"時之序迷迷糊糊地醒來時,天剛蒙蒙亮,江燧已經不在身邊。床頭留著一張紙條,說他要去一趟省城,讓她中午再去店里找他。
她記不清自己有沒有在夢中聽到他低聲告別,只記得他昨晚似乎一直在翻身,好像在做噩夢。
她把他的微信從黑名單里拉出來,點進去一看,朋友圈是叁天可見,簽名欄是空白。
猶豫片刻,給他發了一句“路上小心”,然后洗漱好了出門。
時之序很多年沒回嶺瀾了。時嵐搬到城西的家她只來過兩次,如今靠著模糊的記憶在小區里繞,問了幾個拎菜經過的住戶,才找到那棟樓。

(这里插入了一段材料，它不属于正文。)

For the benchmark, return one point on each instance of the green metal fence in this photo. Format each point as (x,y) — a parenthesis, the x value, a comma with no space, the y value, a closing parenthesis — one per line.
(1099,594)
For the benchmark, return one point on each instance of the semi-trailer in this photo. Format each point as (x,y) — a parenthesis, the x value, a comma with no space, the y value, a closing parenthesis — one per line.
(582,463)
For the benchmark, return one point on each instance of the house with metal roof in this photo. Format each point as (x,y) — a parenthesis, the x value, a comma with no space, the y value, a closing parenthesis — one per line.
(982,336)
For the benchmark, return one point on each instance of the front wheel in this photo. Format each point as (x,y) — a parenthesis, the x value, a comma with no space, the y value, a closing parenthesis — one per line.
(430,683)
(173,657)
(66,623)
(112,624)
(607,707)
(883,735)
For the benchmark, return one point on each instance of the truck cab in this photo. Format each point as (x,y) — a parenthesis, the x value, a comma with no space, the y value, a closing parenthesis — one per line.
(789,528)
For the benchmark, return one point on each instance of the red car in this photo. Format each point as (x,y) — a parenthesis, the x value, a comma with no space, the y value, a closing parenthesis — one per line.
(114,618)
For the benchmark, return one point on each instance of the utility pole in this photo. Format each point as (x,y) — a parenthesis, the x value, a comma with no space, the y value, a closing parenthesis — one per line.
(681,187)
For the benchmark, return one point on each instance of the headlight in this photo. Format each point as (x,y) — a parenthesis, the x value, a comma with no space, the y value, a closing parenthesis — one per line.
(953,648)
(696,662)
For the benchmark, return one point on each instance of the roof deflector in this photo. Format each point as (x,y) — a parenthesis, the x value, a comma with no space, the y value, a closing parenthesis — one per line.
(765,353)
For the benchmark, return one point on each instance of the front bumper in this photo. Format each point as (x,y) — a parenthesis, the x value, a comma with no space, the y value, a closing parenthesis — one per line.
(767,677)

她從不戀家。也沒想過要在哪兒落地生根。逃離曾經是她人生的主題,后來在讀博路上,遇到很多四十歲還輾轉跨國搬家、等待一個永久教職空位的同行,她就做好了準備,將漂泊視作生活常態。
時之序情感淡漠,現在想來,時嵐和石宏當然難辭其咎。但大概是過了二十五歲這一兩年,她開始覺得可以理解他們了。
因為她接受了一個事實:人不是完全自由的個體,總是受限于更廣闊的背景。那是人們叫做命運,她的專業稱之為“社會結構”的東西。
她接受了石宏的拋妻棄女不是一時興起,而是貫穿他整個人生的策略。嶺瀾鋼鐵廠瀕臨倒閉,下崗的恐懼推動他將花言巧語轉變為謀生手段。他自私、逃避責任,這是那個場景下許多人的共同選擇。
她也接受了時嵐的遷怒,接受她對愛情和人生的想象被困在小城狹隘的天花板之下。接受這個社會不懲罰背叛的男人,卻常常要求女人自我懲罰。所以時嵐順勢而為,選擇成為男人,像石宏拋棄她們一樣,拋棄她。
但理解不意味著原諒。命運可以解釋他們的行為,但不能替他們的選擇開脫。他們從未道歉。而她是死過一次的人。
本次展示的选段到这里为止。